INSERT IGNORE INTO for Rowstores on MemSQL 7.1

ymonye · October 28, 2020, 7:45pm

Hi all,

I’m using the INSERT IGNORE INTO statement to insert data while ignoring duplicate pre-existing information, into a Rowstore table. Below is how the table was created:

CREATE TABLE IF NOT EXISTS rs_list (id CHAR(42), name TEXT, type1 TEXT, type2 TEXT, type3 TEXT, type4 TEXT, type5 TEXT, SHARD KEY (id, name, type1, type2, type3, type4, type5), UNIQUE KEY (id, name, type1, type2, type3, type4, type5));

This used to work fine in versions of MemSQL prior to 7.1, yet noticed today these tables are still showing duplicate data (where each column matches the column of another row). Is there a revised method of creating Rowstore tables to fully support the INSERT IGNORE INTO command?

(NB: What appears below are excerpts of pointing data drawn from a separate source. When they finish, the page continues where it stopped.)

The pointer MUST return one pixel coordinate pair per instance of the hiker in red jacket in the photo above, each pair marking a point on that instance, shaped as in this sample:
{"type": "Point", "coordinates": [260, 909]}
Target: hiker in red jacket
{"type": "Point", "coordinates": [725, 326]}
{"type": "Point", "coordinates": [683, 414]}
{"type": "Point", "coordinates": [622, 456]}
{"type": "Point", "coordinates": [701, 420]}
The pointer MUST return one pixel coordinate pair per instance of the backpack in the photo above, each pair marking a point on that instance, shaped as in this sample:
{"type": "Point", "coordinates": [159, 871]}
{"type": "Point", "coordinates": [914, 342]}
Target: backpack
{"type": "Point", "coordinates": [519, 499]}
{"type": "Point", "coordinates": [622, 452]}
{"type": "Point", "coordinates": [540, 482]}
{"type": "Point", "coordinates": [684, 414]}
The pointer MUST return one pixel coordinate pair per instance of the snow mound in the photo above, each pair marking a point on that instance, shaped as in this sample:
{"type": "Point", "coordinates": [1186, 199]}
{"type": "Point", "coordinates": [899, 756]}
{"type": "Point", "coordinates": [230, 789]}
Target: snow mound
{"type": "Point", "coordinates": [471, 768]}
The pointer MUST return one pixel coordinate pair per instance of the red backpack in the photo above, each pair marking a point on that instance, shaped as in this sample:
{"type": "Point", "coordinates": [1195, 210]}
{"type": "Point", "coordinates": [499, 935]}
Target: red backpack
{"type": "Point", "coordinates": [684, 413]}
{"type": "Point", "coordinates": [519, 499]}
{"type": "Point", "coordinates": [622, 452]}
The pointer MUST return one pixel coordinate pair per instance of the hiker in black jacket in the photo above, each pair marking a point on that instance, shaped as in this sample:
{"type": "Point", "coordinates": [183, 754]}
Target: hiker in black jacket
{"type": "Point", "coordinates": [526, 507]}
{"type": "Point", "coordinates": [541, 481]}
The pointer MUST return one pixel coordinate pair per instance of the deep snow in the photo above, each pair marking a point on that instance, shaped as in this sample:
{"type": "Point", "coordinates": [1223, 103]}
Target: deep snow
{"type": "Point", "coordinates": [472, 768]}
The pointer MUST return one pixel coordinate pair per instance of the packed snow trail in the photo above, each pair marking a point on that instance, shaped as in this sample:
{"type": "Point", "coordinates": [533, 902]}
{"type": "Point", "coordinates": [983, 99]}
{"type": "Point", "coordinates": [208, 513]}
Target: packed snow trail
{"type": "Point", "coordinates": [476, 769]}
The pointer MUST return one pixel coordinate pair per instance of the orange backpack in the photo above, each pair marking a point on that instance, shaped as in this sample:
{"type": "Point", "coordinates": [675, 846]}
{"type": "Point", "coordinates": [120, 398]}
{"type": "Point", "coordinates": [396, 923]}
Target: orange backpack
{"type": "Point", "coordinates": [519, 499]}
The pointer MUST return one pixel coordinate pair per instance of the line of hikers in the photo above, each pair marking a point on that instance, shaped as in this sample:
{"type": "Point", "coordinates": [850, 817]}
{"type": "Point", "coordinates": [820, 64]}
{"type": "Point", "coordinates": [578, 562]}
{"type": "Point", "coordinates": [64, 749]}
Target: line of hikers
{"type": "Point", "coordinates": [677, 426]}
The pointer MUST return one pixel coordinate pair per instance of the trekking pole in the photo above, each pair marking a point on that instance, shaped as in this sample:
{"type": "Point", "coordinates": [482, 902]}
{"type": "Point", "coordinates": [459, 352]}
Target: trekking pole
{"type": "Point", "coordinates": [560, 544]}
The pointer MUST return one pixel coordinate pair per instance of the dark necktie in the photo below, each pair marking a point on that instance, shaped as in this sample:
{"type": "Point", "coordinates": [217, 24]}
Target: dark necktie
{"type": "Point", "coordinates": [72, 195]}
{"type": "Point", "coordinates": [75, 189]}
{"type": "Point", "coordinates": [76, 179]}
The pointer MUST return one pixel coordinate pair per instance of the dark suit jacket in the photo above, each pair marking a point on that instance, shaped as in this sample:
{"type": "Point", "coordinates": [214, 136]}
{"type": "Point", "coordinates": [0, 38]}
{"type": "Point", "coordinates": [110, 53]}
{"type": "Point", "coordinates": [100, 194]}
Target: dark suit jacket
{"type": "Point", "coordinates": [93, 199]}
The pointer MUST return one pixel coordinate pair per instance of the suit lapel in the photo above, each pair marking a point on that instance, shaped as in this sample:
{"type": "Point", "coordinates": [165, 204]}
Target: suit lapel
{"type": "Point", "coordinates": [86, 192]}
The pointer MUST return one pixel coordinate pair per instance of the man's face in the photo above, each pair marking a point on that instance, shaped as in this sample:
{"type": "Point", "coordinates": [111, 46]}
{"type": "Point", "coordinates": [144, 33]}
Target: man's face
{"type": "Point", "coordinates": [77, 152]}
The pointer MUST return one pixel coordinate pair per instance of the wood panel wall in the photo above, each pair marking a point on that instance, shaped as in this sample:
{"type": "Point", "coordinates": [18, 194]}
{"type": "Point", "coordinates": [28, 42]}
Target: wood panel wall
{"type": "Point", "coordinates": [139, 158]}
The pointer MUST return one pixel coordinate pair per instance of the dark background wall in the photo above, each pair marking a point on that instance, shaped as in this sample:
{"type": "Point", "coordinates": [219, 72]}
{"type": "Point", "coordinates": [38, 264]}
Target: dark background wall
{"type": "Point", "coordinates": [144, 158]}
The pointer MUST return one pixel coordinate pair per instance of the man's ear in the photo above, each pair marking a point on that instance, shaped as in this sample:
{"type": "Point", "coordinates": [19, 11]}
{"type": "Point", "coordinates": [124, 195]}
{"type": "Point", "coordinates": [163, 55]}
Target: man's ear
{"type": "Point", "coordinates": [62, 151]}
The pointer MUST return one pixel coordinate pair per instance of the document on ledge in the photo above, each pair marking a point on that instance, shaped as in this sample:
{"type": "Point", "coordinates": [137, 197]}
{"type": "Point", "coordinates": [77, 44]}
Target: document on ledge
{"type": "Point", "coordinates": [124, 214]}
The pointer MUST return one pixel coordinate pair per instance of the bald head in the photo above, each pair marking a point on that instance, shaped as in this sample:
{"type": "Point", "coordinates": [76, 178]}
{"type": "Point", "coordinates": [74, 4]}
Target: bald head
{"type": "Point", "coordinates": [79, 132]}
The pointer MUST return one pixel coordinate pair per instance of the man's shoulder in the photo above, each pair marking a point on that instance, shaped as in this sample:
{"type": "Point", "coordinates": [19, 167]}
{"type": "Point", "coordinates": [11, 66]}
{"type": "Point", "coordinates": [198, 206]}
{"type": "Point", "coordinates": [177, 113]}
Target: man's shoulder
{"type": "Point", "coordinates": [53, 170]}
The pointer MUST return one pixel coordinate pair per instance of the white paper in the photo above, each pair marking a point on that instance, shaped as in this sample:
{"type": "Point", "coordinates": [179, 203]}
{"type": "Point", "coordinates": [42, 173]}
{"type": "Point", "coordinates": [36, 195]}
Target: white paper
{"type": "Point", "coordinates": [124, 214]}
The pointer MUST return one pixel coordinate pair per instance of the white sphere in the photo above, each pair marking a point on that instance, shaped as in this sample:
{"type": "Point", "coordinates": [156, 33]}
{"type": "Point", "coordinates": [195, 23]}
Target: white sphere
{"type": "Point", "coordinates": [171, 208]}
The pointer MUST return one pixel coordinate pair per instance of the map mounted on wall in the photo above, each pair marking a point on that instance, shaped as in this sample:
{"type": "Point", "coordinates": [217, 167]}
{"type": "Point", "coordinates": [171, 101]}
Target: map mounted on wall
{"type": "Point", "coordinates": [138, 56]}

Also, has this or something similar been introduced to ColumnStores / Singlestores? I’d previously asked back in March of this year, as our operations would greatly benefit from running these outside of RowStores & freeing up tons of needed RAM.

Thanks!
Nick

adam · November 3, 2020, 5:27pm

Hi,

I likely need to see some example data. insert… ignore won’t insert duplicate data (it will ignore the duplicate key error though).

Insert ignore support for columnstore tables is coming in 7.3.

-Adam

sumanamara2020 · December 5, 2020, 7:02am

Try this:
INSERT INTO retweets_counter(user_id, num_retweets)
SELECT tweet::retweeted_user_id, 1
FROM batch
WHERE tweet::retweeted_user_id is not null;
ON DUPLICATE KEY UPDATE user_id = values(user_id);

Not sure if this is what you want though.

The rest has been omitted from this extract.